The United States Centers for Disease Control and Prevention have identified nine cases of monkeypox in seven states. States include California, Florida, Massachusetts, New York, Utah, Virginia, and Washington.
All of the cases “involve gay, bisexual and other men who have sex with men,” the CDC director said. Rochelle Walenski told reporters during a press briefing Thursday, May 26. Several cases have been linked to people who have recently traveled to areas with active outbreaks of monkeypox, but Walenksy noted that “others don’t.”
“It’s a community that has strength and has demonstrated the ability to meet health challenges with a focus on compassion and science,” Walensky said. “While certain groups may have a greater chance of exposure at this time, infectious diseases do not care about national or international borders. They are not contained in social networks, and the risk of exposure is not not limited to any particular group.
The global epidemic, which includes 237 suspected and confirmed cases in 19 countrieshas baffled health experts as the virus is usually only found in West and Central Africa or is linked to people who have recently traveled to that part of the world.
Despite the high number of cases and community spread, health officials do not believe the outbreak will become a global pandemic.
“We are working hard to contain the cases that are happening, so they don’t spread,” Jennifer McQuistondeputy director of the CDC’s Pathogens and High-Consequence Pathologies Division, said.
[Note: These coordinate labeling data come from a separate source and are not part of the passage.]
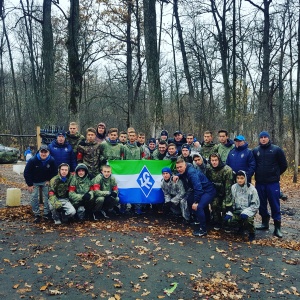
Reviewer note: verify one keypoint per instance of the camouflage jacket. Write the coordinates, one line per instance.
(111, 151)
(78, 187)
(132, 151)
(222, 178)
(157, 155)
(148, 153)
(207, 149)
(245, 199)
(186, 159)
(89, 154)
(74, 140)
(195, 149)
(58, 190)
(224, 150)
(173, 191)
(104, 186)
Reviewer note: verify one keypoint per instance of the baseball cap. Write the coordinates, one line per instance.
(239, 138)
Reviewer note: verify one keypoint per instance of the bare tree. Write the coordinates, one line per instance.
(154, 87)
(75, 64)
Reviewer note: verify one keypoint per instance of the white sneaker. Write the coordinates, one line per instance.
(104, 214)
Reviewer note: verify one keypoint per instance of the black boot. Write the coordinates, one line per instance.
(264, 223)
(277, 229)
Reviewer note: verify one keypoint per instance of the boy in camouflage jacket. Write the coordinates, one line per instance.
(174, 195)
(88, 152)
(60, 206)
(245, 205)
(111, 149)
(222, 177)
(105, 193)
(80, 192)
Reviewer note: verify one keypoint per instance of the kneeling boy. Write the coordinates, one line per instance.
(245, 204)
(60, 206)
(105, 192)
(174, 193)
(80, 193)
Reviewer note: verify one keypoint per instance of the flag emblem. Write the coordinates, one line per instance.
(145, 181)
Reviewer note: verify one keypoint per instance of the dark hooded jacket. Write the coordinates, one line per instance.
(270, 163)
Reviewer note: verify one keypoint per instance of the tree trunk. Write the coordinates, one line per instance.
(48, 55)
(154, 87)
(75, 64)
(223, 48)
(18, 118)
(131, 106)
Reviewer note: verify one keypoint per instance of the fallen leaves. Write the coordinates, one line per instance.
(219, 286)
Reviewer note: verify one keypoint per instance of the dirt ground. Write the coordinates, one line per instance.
(144, 257)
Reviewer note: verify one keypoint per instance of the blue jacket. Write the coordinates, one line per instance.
(195, 180)
(37, 170)
(242, 158)
(178, 144)
(270, 163)
(63, 154)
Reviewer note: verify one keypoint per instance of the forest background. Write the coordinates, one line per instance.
(190, 65)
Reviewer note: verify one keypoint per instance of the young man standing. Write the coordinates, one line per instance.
(174, 193)
(270, 164)
(150, 148)
(38, 172)
(161, 151)
(186, 153)
(221, 177)
(106, 193)
(60, 205)
(245, 205)
(80, 192)
(172, 153)
(88, 152)
(132, 151)
(194, 145)
(225, 145)
(62, 151)
(208, 146)
(123, 137)
(241, 157)
(73, 137)
(201, 192)
(178, 140)
(111, 149)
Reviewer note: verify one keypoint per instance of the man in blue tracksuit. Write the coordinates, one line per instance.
(241, 157)
(62, 151)
(270, 164)
(200, 192)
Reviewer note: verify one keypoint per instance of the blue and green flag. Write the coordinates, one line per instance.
(139, 180)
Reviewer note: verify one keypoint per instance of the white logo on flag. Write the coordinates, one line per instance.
(145, 181)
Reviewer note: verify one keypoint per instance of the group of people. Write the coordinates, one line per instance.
(208, 183)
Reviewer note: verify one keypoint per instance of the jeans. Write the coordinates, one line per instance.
(269, 192)
(35, 204)
(201, 213)
(68, 210)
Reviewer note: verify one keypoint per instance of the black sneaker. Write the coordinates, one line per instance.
(283, 197)
(48, 217)
(199, 232)
(194, 223)
(37, 219)
(251, 237)
(217, 226)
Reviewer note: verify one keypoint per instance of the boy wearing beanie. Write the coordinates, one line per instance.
(245, 205)
(174, 193)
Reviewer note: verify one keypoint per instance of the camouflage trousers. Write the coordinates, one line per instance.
(105, 203)
(247, 224)
(217, 210)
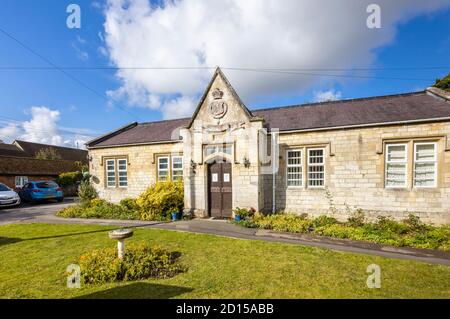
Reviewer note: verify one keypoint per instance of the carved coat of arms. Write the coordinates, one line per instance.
(218, 108)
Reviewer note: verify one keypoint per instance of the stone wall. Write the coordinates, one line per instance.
(141, 171)
(355, 174)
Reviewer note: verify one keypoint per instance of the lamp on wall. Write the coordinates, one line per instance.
(246, 162)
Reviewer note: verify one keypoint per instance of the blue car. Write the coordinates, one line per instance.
(39, 191)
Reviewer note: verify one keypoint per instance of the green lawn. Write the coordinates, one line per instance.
(33, 259)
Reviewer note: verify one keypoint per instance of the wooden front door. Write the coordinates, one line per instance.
(220, 190)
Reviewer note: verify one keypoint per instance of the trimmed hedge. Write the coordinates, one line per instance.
(99, 208)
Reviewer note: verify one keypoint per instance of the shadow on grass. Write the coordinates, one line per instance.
(8, 240)
(139, 290)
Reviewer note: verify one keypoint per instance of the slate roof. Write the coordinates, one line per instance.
(66, 153)
(28, 150)
(364, 111)
(11, 150)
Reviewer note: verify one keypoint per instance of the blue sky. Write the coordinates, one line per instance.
(419, 40)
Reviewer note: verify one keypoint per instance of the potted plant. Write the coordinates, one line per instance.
(176, 215)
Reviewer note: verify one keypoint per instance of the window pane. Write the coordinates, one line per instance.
(396, 174)
(110, 173)
(396, 153)
(425, 165)
(294, 168)
(425, 152)
(316, 168)
(315, 157)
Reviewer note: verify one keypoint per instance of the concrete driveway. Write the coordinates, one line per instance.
(33, 212)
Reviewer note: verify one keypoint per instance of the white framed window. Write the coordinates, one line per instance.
(110, 173)
(294, 168)
(316, 167)
(20, 181)
(177, 167)
(425, 165)
(163, 168)
(122, 172)
(396, 165)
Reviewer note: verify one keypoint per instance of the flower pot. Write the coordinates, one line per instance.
(176, 216)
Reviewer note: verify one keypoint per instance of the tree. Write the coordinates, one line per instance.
(443, 84)
(48, 153)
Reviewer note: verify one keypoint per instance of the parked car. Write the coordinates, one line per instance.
(40, 191)
(8, 197)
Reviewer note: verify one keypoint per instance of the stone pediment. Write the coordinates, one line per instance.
(220, 108)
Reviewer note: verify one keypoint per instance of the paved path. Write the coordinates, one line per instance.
(45, 213)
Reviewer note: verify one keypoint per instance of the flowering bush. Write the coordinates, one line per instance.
(160, 200)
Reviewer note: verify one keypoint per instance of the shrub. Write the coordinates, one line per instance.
(99, 208)
(388, 224)
(161, 199)
(243, 212)
(357, 218)
(129, 203)
(414, 223)
(411, 232)
(284, 222)
(140, 261)
(86, 192)
(69, 178)
(324, 220)
(96, 202)
(443, 84)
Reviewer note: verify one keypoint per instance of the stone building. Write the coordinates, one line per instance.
(388, 155)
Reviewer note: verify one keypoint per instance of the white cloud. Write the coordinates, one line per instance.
(236, 33)
(324, 96)
(9, 132)
(43, 128)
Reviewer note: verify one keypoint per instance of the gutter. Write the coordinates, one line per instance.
(135, 144)
(332, 128)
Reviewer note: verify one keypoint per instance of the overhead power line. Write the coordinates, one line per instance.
(113, 68)
(54, 66)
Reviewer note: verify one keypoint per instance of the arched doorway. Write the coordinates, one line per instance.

“We continue to monitor what is happening and consider whether broader vaccination recommendations would make sense, but at this time we only have nine known cases,” McQuiston added. “We have contacts that we have identified associated with these cases who would likely benefit the most from the vaccine, and so that is where we are focusing our energies at this time.”
More cases of monkeypox are mild and begin with fever, headaches, muscle aches, swelling and back pain. A few days after having a fever, patients will develop a rash and sores on their hands and feet.
The infection usually goes away on its own within a month. There is no known cure for monkeypox, although the smallpox vaccine appears to offer some protection against viral infection.